CFO: cosa sono e come funzionano i collateralised fund obligations
All’inizio del millennio è nato un prodotto che spesso è passato sottotraccia visto il coinvolgimento di strutture private, ossia il collateralised fund obligation (CFO). Nel tempo si sono create svariate forme di tale strumento abbracciando una varietà di diversi obiettivi, in funzione anche dell’uso della leva finanziaria. Entriamo quindi nei dettagli per conoscere più a fondo il prodotto, riguardo le modalità di funzionamento, quali mercati riguarda, gli obiettivi che si pone e quali sono i rischi associati per un investitore.

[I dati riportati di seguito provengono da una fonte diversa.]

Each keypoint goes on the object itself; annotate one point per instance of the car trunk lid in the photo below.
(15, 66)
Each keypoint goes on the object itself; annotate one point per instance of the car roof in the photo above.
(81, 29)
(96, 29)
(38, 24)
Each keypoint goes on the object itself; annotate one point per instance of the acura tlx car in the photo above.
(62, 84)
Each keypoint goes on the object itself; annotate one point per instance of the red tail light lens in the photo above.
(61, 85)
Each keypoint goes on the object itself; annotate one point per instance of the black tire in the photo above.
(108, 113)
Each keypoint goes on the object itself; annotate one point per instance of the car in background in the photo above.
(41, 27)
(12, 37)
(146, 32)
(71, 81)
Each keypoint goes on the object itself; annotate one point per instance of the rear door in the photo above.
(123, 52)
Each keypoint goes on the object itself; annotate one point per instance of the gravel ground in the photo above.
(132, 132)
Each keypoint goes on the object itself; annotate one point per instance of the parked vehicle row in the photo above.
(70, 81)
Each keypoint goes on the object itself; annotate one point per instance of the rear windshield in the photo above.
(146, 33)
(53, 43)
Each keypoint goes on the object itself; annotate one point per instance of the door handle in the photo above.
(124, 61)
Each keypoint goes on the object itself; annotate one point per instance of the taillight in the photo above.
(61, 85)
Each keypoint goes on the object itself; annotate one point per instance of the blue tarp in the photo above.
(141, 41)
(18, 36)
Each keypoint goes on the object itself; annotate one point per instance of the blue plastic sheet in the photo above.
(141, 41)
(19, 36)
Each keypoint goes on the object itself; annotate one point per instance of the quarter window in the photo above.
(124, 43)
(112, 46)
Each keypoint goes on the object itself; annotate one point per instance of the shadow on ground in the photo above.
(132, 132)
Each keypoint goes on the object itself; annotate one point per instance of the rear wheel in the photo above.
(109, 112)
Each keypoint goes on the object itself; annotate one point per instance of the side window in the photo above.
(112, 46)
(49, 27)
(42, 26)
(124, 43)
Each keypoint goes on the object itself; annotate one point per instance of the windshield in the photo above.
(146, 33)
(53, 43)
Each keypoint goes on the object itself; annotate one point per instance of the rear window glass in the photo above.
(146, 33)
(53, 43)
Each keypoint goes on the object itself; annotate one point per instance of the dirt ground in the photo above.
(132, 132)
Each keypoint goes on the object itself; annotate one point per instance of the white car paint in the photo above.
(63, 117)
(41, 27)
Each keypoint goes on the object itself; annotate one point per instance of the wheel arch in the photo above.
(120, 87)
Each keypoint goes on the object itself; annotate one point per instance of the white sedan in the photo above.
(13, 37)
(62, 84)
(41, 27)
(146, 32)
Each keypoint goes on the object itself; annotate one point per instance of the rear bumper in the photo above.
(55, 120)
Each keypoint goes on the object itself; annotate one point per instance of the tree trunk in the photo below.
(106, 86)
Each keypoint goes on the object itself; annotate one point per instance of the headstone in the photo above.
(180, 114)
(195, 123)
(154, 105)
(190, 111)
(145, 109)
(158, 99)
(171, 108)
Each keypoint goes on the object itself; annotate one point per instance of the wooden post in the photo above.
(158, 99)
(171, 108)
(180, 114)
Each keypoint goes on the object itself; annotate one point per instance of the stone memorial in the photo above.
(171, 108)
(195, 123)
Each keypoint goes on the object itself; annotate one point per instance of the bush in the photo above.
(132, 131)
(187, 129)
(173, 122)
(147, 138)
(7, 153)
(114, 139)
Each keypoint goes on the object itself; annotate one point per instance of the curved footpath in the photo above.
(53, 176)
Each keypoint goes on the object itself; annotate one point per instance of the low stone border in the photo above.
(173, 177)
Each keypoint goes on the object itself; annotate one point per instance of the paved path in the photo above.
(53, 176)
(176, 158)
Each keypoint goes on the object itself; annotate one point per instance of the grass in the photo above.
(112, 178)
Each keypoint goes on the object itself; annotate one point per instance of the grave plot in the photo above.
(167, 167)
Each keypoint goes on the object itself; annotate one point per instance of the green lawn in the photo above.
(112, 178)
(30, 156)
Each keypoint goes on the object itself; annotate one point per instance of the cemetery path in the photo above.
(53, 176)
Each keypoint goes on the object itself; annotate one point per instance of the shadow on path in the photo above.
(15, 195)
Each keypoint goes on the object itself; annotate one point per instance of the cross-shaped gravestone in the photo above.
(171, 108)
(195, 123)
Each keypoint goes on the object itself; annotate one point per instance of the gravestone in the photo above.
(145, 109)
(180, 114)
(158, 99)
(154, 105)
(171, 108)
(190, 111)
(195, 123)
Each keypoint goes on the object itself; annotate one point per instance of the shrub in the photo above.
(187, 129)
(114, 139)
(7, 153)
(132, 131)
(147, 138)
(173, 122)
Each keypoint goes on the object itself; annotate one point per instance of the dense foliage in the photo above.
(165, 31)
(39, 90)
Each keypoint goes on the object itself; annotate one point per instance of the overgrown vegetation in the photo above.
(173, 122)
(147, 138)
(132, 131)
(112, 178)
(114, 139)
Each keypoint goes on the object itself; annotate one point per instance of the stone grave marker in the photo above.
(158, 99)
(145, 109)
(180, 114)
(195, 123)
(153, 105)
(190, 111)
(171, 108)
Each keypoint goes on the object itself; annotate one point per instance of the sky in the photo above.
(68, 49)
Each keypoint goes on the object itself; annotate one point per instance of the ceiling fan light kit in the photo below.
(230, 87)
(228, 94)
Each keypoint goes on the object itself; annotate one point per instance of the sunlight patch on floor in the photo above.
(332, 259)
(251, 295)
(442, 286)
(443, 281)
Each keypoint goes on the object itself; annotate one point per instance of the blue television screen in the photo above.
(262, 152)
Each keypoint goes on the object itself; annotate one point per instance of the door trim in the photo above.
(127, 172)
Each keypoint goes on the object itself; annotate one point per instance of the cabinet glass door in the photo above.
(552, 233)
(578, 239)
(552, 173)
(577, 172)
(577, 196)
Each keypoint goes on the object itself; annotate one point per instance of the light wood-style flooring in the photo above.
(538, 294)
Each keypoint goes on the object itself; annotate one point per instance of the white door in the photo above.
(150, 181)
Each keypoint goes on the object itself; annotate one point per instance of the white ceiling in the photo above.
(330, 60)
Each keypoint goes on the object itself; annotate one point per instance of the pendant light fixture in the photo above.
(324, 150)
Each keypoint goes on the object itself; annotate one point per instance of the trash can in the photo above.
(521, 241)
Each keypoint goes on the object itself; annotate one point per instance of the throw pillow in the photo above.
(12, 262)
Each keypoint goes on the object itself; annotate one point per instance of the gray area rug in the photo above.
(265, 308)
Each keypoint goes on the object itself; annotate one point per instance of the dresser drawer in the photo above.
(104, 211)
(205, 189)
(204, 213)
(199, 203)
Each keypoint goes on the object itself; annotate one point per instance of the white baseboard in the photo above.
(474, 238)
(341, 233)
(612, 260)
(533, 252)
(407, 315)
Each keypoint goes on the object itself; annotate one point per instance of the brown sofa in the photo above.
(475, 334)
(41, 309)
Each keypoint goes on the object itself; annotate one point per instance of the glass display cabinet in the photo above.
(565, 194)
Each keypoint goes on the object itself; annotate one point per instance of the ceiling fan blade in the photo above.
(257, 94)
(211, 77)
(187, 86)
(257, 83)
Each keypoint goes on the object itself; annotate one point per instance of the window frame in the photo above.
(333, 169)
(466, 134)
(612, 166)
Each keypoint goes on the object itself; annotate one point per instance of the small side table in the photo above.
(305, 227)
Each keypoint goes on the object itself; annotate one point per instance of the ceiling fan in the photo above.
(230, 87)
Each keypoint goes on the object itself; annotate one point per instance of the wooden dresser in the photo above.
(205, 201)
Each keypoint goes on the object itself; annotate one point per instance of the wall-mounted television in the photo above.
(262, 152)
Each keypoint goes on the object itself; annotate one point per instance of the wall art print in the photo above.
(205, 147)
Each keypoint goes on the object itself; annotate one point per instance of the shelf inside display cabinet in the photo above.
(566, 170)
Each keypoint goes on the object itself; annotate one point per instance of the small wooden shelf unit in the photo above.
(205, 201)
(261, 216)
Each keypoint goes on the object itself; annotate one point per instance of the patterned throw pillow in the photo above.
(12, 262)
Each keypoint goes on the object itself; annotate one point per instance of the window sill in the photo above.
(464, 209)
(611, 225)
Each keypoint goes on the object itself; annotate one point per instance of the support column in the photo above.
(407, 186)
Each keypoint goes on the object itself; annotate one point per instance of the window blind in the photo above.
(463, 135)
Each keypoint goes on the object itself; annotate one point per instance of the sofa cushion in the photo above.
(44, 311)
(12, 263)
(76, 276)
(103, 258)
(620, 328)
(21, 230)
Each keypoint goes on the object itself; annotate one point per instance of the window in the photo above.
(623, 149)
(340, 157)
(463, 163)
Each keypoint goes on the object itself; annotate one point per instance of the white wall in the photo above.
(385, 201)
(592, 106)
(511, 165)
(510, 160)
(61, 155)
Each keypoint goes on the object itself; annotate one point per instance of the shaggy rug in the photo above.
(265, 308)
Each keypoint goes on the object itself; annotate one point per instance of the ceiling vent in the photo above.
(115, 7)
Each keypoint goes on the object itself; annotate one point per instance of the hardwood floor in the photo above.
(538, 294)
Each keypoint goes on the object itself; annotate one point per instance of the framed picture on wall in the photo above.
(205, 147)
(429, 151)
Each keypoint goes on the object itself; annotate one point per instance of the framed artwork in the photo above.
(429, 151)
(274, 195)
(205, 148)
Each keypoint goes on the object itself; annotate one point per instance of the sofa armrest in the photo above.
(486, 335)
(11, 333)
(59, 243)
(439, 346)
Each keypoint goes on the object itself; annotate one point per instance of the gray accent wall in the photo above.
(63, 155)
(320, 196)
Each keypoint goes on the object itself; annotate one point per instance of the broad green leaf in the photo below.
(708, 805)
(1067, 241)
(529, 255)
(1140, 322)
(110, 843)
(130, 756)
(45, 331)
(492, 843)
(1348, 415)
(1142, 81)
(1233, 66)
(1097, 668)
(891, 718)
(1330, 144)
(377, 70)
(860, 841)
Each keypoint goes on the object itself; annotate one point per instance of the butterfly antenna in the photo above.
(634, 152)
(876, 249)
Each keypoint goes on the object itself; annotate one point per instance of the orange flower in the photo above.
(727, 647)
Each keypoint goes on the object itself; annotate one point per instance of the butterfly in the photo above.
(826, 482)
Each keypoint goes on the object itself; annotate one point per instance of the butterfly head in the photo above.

CFO: caratteristiche e funzionamento

I CFO sono prodotti obbligazionari cartolarizzati emessi da società indipendenti ad alto rating e contenenti fondi di private equity che solitamente hanno una valutazione più bassa. Tali fondi sono gestiti da colossi del settore come Blackstone, KKR, Carlyle e General Atlantic. Il funzionamento è il seguente: il CFO emette obbligazioni senior e junior, che possono essere acquistate da investitori professionali o retail a cui verranno corrisposti degli interessi abbastanza attraenti. Il capitale di rimborso è legato ai fondi di private equity; quindi, allorché questi restituiscono i soldi agli investitori, il CFO li utilizza per pagare gli interessi, trattenendo una parte in un conto di riserva progettato per pagare il capitale. La liquidità residua, una volta rimborsato il debito e le spese, costituisce il guadagno del creatore del CFO. Si tratta quindi di un investimento a leva nel private equity. Generalmente i CFO emettono obbligazioni del valore di circa il 50-75% di quello delle partecipazioni nei fondi sottostanti.

Un po’ di storia

I CFO sono stati utilizzati per la prima volta nel 2002 e tra il 2003 e il 2006 ne sono state rilasciate sei versioni per un valore complessivo di 3,6 miliardi di dollari, secondo i dati forniti dall’agenzia di rating Fitch. Alcuni sono stati declassati e ristrutturati, ma alla fine sono riusciti a rimborsare per intero il debito. Dal 2007 non vi è stata alcuna emissione per un periodo di sei anni, poiché la crisi finanziaria aveva limitato fortemente la propensione a cartolarizzare obbligazioni non tradizionali.
Con l’era del denaro a basso costo, i private equity hanno colto l’occasione per utilizzare la struttura, introducendo nuovi modelli di leva. Le informazioni però su come i fondi raccolti vengono utilizzati sono in realtà poco chiare, in quanto si entra in un terreno la cui regolamentazione lascia a desiderare. Secondo Preqin, che ha monitorato 5.350 fondi, solo l’8% fornisce informazioni precise sulle linee di investimento adottate, mentre molti tendono a ingrandire le cifre dei rendimenti, facendo sembrare che i profitti siano stati generati in un periodo di tempo più breve.
Attualmente la situazione è un po’ in una fase di stallo dopo un periodo decennale frenetico, in quanto sono aumentati i costi di finanziamento e vi è l’incombere di una recessione. Tuttavia, i dati a disposizione sul rallentamento dei pagamenti dai fondi di private equity sono molto scarni, anche se, sottolinea Preqin, i rendimenti dei fondi di private equity raccolti negli anni precedenti alla crisi del 2008 sono stati i peggiori del settore negli ultimi due decenni.
Con la raccolta che si fa più difficile, comunque, le società di private equity stanno cercando soluzioni in tipologie più complicate di CFO. Ad esempio, stanno nascendo i collateralised contination fund obligations (CCFO), un nuovo veicolo finanziario dove un investitore in un fondo di private equity vende la sua partecipazione a questo nuovo fondo, che sarebbe gestito dalla stessa società che gestiva quello originale. Contestualmente, il CCFO emette obbligazioni, impegnando i proventi nei nuovi fondi della società di private equity.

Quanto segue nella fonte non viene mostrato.